Because not feeding offenders doesn't mean they'll stop: what they want is not always attention, but the feeling that they've "won" by driving you away.
Because "just turn the computer off" is not a solution, especially not in our age where every potential recruiter and employer looks you up on the web, and if you don't maintain some kind of online presence, you're not good enough, but if what they find are blogs and profiles defaced by abusers, it's even worse.
Because, sadly but unsurprisingly, it still all ties into the "blame the victim" culture; into victims being the ones who must waste time and make efforts to get rid of the abuse; into (yes, once again) the fact that women and minorities get a lot more abuse than ye olde middle-class white guy—and that it's about abusers demanding that their victims waste their time on them, as if it was the most natural thing in the world.

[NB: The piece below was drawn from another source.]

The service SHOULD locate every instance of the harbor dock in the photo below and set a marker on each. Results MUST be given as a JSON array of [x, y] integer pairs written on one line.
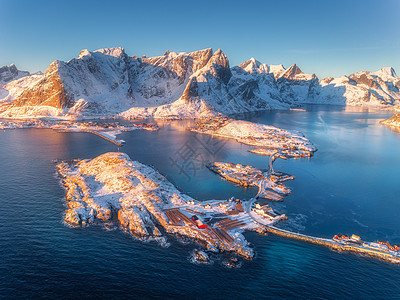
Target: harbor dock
[[390, 256]]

I've been lucky so far in terms of abuse, but I've lived in bad places offline and I know what it is to get cat-called by shady guys in the street, who then proceed to insult you when you don't drop everything you're doing to turn all your attention to them. So, yeah, when we have to contend with that shite online as well? Not good.
Sadly here as well, people who'd benefit most from reading such a book (in order to realise why it's not okay—or that we've called their BS long ago and the only ones they're fooling is themselves) won't read it, won't care, will probably abuse the author, whatever. Nevertheless, I think this would be food for thought for many, many other people: it's amazing (and worrying) how easy it is to internalise that culture of abuse, to react ourselves with mild aphorisms like "just block them", as if ignoring what's happening will make it vanish by magic. Tiny little details that we continuously feed into our own daily narratives, poisoning ourselves, even when we're obviously against abuse and behave in civil ways otherwise.

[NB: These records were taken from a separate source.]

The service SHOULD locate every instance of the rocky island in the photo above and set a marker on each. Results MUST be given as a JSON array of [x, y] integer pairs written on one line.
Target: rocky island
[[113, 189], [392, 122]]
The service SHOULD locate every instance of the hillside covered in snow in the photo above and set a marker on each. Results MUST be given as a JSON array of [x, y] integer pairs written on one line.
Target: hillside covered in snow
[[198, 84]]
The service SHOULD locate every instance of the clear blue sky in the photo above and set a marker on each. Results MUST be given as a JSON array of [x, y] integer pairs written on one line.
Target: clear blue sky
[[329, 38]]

The author provides quite a few examples of abuse situations or larger events like the Gamergate, showing how abusers behave, and what kind of dangers this can all lead to, ranging from personal and professional issues to physical wounds and worse (revealing information like Social Security numbers and addresses, for the targets to be abused offline as well).
The one thing I found a little difficult at times was the academic style, which was dry in places, and sometimes seemed to repeat itself (possibly in attempts to keep it to a more generic kind of language, I'd say, and prevent it from immediately being labelled as "see you're writing about abusers but you do that in an offending way"—also note the irony of, once again, having to keep ourselves in check so that the real abusers won't be able to bounce on it). On the other hand, the book as a whole is accessible and not "hard" to read and understand.
Conclusion: Important matter, dealt with in understandable ways, and deserving of being read by a wide range of people.